Jason and I both nodded. "Alright."
"Be ready," Charlie said. She went below deck to find Miles.
"He'll say no. I'll take out Tom, you tie up Captain Lucas. Lucas knows where Camp's family is."
It took two days to return to Georgia. As soon as I reached the Rebel-GA base I went looking for Garrett, because I knew he'd be worried. I opened the flap on his tent and peeked in. "Garrett?" I called. No answer. I sighed and turned around figuring he might be at dinner. I ran right into him.
"Ciara?" He said surprised. He was carrying a backpack and his gun.
"Been somewhere?" I asked.
"Up in the Republic, we wanted to look for you but Miles wouldn't let us," he told me. "How did you escape again?"

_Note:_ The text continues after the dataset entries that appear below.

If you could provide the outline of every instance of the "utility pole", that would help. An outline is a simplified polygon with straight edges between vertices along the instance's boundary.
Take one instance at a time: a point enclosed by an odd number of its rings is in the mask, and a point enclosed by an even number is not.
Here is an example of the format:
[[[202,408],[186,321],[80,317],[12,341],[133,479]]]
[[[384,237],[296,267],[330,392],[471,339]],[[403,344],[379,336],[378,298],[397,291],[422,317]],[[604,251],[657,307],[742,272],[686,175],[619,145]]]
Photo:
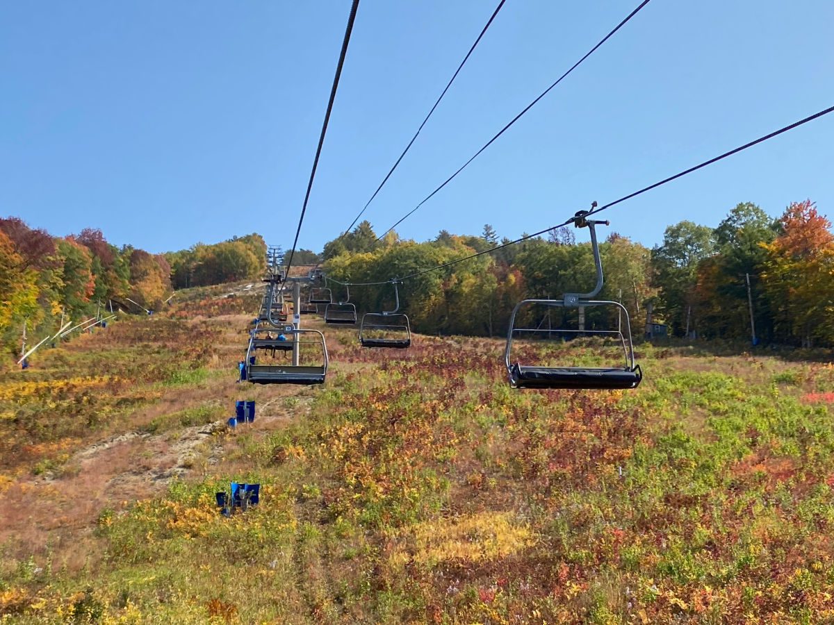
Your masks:
[[[293,282],[293,328],[296,330],[301,328],[301,282],[297,280]],[[298,367],[301,345],[299,342],[298,334],[295,335],[294,338],[295,341],[293,342],[293,367]]]
[[[750,333],[753,338],[753,345],[756,345],[756,322],[753,320],[753,296],[750,292],[750,274],[744,275],[747,280],[747,303],[750,304]]]
[[[617,302],[620,304],[623,302],[623,290],[620,289],[620,294],[617,295]],[[623,312],[622,309],[617,308],[617,332],[622,332],[623,327]]]

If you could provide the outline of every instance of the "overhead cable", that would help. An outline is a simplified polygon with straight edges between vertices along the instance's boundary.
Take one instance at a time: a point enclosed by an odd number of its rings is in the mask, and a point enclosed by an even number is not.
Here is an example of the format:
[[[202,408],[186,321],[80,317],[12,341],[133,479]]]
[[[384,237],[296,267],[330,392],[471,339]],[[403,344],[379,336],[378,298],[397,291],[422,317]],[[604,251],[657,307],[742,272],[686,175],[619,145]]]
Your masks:
[[[678,173],[676,173],[673,176],[663,178],[662,180],[655,182],[654,184],[650,184],[648,187],[644,187],[639,191],[635,191],[634,192],[629,193],[628,195],[624,195],[622,198],[615,199],[613,202],[609,202],[607,204],[604,204],[603,206],[600,206],[598,208],[594,208],[589,211],[588,212],[585,213],[584,217],[588,218],[590,217],[591,215],[595,215],[597,212],[601,212],[602,211],[606,210],[607,208],[610,208],[611,207],[616,206],[620,202],[636,198],[638,195],[646,192],[647,191],[651,191],[651,189],[656,189],[658,187],[661,187],[664,184],[667,184],[668,182],[672,182],[673,180],[677,180],[678,178],[682,178],[683,176],[692,173],[693,172],[696,172],[697,170],[706,168],[708,165],[712,165],[713,163],[718,162],[719,161],[723,160],[724,158],[726,158],[728,157],[731,157],[733,154],[737,154],[738,152],[746,150],[749,148],[752,148],[755,145],[758,145],[759,143],[767,141],[768,139],[772,139],[774,137],[778,137],[781,134],[787,132],[789,130],[793,130],[794,128],[799,128],[800,126],[806,124],[809,122],[812,122],[815,119],[818,119],[819,118],[821,118],[825,115],[828,115],[831,112],[834,112],[834,106],[829,107],[828,108],[825,108],[820,111],[819,112],[815,112],[813,115],[809,115],[806,118],[803,118],[802,119],[800,119],[798,122],[794,122],[791,124],[784,126],[779,128],[778,130],[775,130],[772,132],[769,132],[766,135],[763,135],[762,137],[760,137],[757,139],[754,139],[753,141],[741,145],[738,148],[734,148],[733,149],[729,150],[728,152],[725,152],[723,154],[719,154],[716,157],[704,161],[703,162],[701,162],[694,167],[691,167],[688,169],[684,169],[682,172],[679,172]],[[444,262],[443,264],[436,265],[435,267],[430,267],[426,269],[420,269],[420,271],[416,271],[414,273],[409,273],[407,276],[404,276],[403,278],[399,278],[399,281],[402,282],[404,280],[409,280],[411,278],[422,276],[425,273],[429,273],[433,271],[437,271],[439,269],[445,269],[447,267],[456,265],[458,262],[463,262],[464,261],[471,260],[473,258],[478,258],[479,256],[483,256],[484,254],[489,254],[493,252],[496,252],[497,250],[508,248],[510,245],[515,245],[516,243],[520,243],[524,241],[527,241],[528,239],[535,238],[535,237],[540,237],[542,234],[545,234],[545,232],[548,232],[550,230],[554,230],[558,228],[562,228],[563,226],[567,226],[568,224],[572,223],[575,219],[575,217],[571,217],[567,221],[562,222],[561,223],[557,224],[555,226],[550,226],[549,228],[546,228],[544,230],[540,230],[537,232],[533,232],[533,234],[525,234],[524,237],[517,238],[514,241],[508,241],[506,242],[500,243],[500,245],[496,245],[495,247],[490,248],[489,249],[483,250],[482,252],[477,252],[474,254],[470,254],[469,256],[465,256],[461,258],[456,258],[455,260],[449,261],[448,262]],[[366,284],[368,286],[370,286],[379,283],[379,282],[354,283],[351,286],[365,286]],[[382,283],[387,284],[388,282],[382,282]]]
[[[339,63],[336,65],[336,75],[333,78],[333,87],[330,89],[330,99],[327,102],[327,112],[324,113],[324,122],[321,127],[321,135],[319,137],[319,147],[315,151],[315,158],[313,159],[313,169],[310,172],[310,179],[307,183],[307,192],[304,194],[304,202],[301,207],[301,217],[299,218],[299,227],[295,230],[295,239],[293,241],[293,249],[289,252],[289,261],[287,262],[286,273],[289,276],[289,268],[293,265],[293,257],[295,255],[295,247],[299,243],[299,235],[301,234],[301,224],[304,221],[304,213],[307,212],[307,202],[309,202],[310,191],[313,189],[313,180],[315,178],[315,170],[319,167],[319,157],[321,156],[321,148],[324,144],[324,135],[327,133],[327,124],[330,121],[330,112],[333,111],[333,102],[336,99],[336,89],[339,88],[339,79],[342,75],[342,67],[344,65],[344,58],[348,53],[348,43],[350,42],[350,32],[354,29],[354,21],[356,19],[356,9],[359,8],[359,0],[353,0],[350,7],[350,15],[348,17],[348,26],[344,30],[344,38],[342,41],[342,51],[339,54]]]
[[[435,196],[435,194],[436,194],[439,191],[440,191],[440,189],[442,189],[444,187],[445,187],[447,184],[449,184],[450,182],[452,182],[452,180],[454,180],[455,178],[455,177],[457,177],[457,175],[459,173],[460,173],[464,169],[465,169],[469,166],[469,164],[470,162],[472,162],[472,161],[474,161],[475,158],[477,158],[480,155],[480,153],[482,152],[484,152],[484,150],[485,150],[487,148],[489,148],[490,145],[492,145],[492,143],[499,137],[500,137],[502,134],[504,134],[505,132],[506,132],[514,123],[515,123],[519,119],[520,119],[530,108],[532,108],[534,106],[535,106],[539,102],[539,101],[541,100],[541,98],[543,98],[545,96],[546,96],[550,92],[550,90],[553,89],[554,87],[555,87],[560,82],[561,82],[565,78],[566,78],[570,74],[571,72],[573,72],[575,69],[576,69],[576,68],[578,68],[580,65],[581,65],[582,62],[586,58],[588,58],[588,57],[590,57],[595,52],[596,52],[596,50],[600,46],[602,46],[603,43],[605,43],[606,41],[608,41],[614,35],[614,33],[615,33],[623,26],[625,26],[628,22],[628,21],[631,20],[634,16],[636,16],[641,11],[641,9],[642,9],[646,4],[649,3],[649,2],[650,2],[650,0],[643,0],[643,2],[641,2],[640,3],[640,5],[638,5],[636,8],[635,8],[631,13],[629,13],[619,24],[617,24],[614,28],[613,30],[611,30],[607,35],[605,35],[604,38],[602,38],[602,39],[600,39],[599,41],[599,42],[597,42],[597,44],[595,46],[594,46],[592,48],[590,48],[590,50],[589,50],[587,52],[585,52],[585,56],[583,56],[579,61],[577,61],[576,62],[575,62],[567,72],[565,72],[561,76],[560,76],[559,78],[555,82],[553,82],[550,87],[548,87],[541,93],[540,93],[539,97],[536,98],[535,100],[533,100],[533,102],[531,102],[530,104],[528,104],[526,107],[525,107],[525,108],[522,109],[522,111],[518,115],[516,115],[515,118],[513,118],[510,121],[509,123],[507,123],[503,128],[501,128],[497,132],[497,134],[495,134],[491,139],[490,139],[488,142],[486,142],[486,143],[485,143],[484,146],[480,150],[478,150],[472,156],[471,158],[470,158],[468,161],[466,161],[466,162],[465,162],[462,166],[460,166],[460,168],[455,173],[453,173],[451,176],[450,176],[448,178],[446,178],[443,182],[443,183],[440,184],[440,187],[438,187],[437,188],[435,188],[434,191],[432,191],[430,193],[429,193],[429,195],[427,195],[425,198],[424,198],[420,201],[420,202],[419,204],[417,204],[417,206],[415,206],[410,211],[409,211],[408,212],[406,212],[402,218],[400,218],[399,220],[396,223],[394,223],[393,226],[391,226],[389,228],[388,228],[388,230],[386,230],[382,234],[380,234],[377,238],[377,240],[378,241],[382,240],[383,237],[384,237],[386,234],[388,234],[389,232],[391,232],[394,228],[395,228],[400,223],[402,223],[406,219],[408,219],[409,217],[411,217],[411,215],[413,215],[421,206],[423,206],[423,204],[425,204],[426,202],[428,202],[430,199],[431,199]]]
[[[478,35],[478,38],[475,40],[475,43],[472,44],[472,47],[470,48],[469,52],[466,52],[466,56],[464,57],[464,60],[460,62],[460,64],[458,66],[458,68],[456,70],[455,70],[455,73],[452,74],[452,78],[450,78],[449,82],[446,83],[445,88],[444,88],[444,90],[440,93],[440,97],[435,102],[435,105],[431,108],[431,110],[429,111],[429,114],[425,116],[425,119],[423,120],[423,122],[420,125],[420,128],[417,128],[417,132],[414,132],[414,137],[411,138],[411,140],[405,146],[405,149],[403,150],[403,153],[401,153],[399,155],[399,158],[397,158],[397,160],[394,162],[394,165],[389,170],[388,173],[385,174],[385,178],[384,178],[382,179],[382,182],[379,182],[379,186],[376,188],[376,191],[374,192],[374,194],[370,197],[370,199],[368,200],[368,202],[365,202],[364,207],[362,208],[361,211],[359,211],[359,214],[356,216],[356,218],[354,219],[354,221],[350,223],[350,225],[348,226],[347,229],[344,232],[342,232],[342,234],[339,235],[339,238],[341,238],[345,234],[347,234],[348,232],[349,232],[350,230],[353,228],[353,227],[354,225],[356,225],[356,222],[358,222],[359,220],[359,218],[362,217],[362,215],[364,213],[364,212],[368,209],[368,207],[370,206],[370,202],[372,202],[374,201],[374,198],[376,198],[377,194],[379,192],[379,191],[382,189],[382,188],[385,185],[385,182],[388,182],[388,179],[389,178],[391,178],[391,174],[394,173],[394,170],[396,169],[397,167],[399,165],[400,161],[403,160],[403,157],[404,157],[405,154],[408,152],[408,151],[409,149],[411,149],[411,146],[414,144],[414,141],[417,139],[417,136],[420,133],[420,131],[423,130],[423,127],[425,126],[426,122],[429,121],[429,118],[430,118],[431,115],[432,115],[432,113],[435,112],[435,109],[437,108],[437,105],[440,103],[440,100],[442,100],[443,97],[445,95],[446,95],[446,92],[449,91],[449,88],[452,86],[452,82],[454,82],[455,79],[456,78],[458,78],[458,74],[460,73],[460,70],[463,69],[464,65],[466,64],[466,62],[469,60],[469,58],[472,55],[472,52],[475,51],[475,48],[478,47],[478,44],[480,42],[481,38],[486,33],[486,31],[489,30],[490,26],[492,25],[493,20],[495,19],[495,16],[498,15],[498,12],[501,10],[501,7],[504,6],[504,2],[506,2],[506,0],[500,0],[500,2],[498,2],[498,6],[495,7],[495,10],[492,12],[492,15],[490,17],[490,19],[486,22],[486,25],[481,30],[480,34]],[[339,239],[337,239],[337,241]]]

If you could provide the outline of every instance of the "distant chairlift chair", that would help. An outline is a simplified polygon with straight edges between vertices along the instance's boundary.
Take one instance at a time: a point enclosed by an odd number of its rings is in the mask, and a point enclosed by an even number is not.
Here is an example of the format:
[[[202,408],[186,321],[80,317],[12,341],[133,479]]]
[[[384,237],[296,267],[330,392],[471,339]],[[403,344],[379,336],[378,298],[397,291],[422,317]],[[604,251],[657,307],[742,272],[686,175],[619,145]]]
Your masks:
[[[344,285],[347,295],[344,301],[338,303],[329,303],[324,308],[325,323],[340,323],[342,325],[355,325],[356,306],[350,303],[350,287]],[[310,300],[312,301],[312,300]]]
[[[399,310],[398,281],[392,280],[395,306],[394,310],[366,312],[359,324],[359,344],[363,348],[405,349],[411,345],[411,326],[409,318]]]
[[[594,202],[593,207],[596,206]],[[636,388],[643,378],[640,365],[635,363],[634,345],[631,342],[631,328],[629,324],[628,311],[619,302],[594,300],[594,298],[602,289],[602,262],[600,259],[600,249],[596,242],[595,226],[608,225],[607,221],[594,221],[587,219],[587,211],[580,211],[574,218],[576,228],[587,227],[590,230],[590,242],[594,251],[594,262],[596,266],[596,287],[587,293],[565,293],[563,299],[525,299],[520,302],[513,309],[510,318],[510,331],[507,333],[507,345],[505,352],[505,363],[510,374],[510,385],[514,388],[600,388],[620,389]],[[539,328],[520,328],[516,325],[520,309],[525,306],[552,306],[564,308],[580,308],[605,306],[619,310],[623,322],[617,330],[551,330]],[[523,332],[560,332],[579,336],[602,336],[615,338],[622,346],[625,363],[622,367],[584,368],[584,367],[550,367],[521,364],[513,362],[513,338]],[[538,336],[541,336],[539,334]]]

"That's the thing, I didn't escape. He let me leave."
"General Monroe of the Monroe Republic let you walk right out of town?" He asked skeptically.
"He told his men that if they laid a hand on me, ever, he'd kill them."
"Why would he do that? You aren't useful anymore," he reminded me.
"I might be. I want to work out a treaty, negotiate, I don't know, do something to end this before more people get hurt," I told him. "But that's not why he let me go. He told me I could leave before I told him all of that."
"Are you sure we're talking about the same person?" He asked.
I sighed. "Forget it, I'm back. That's all that matters right?"
"Yeah." He hugged me and ruffled my hair. I laughed and pushed him away. "Oh! I almost forgot. There's something I need to tell you."
The tent flap opened and I turned. The light outside blinded me for a moment but as soon as it closed I could see the person standing in front of me. "Oh my god, Jason, you're alive."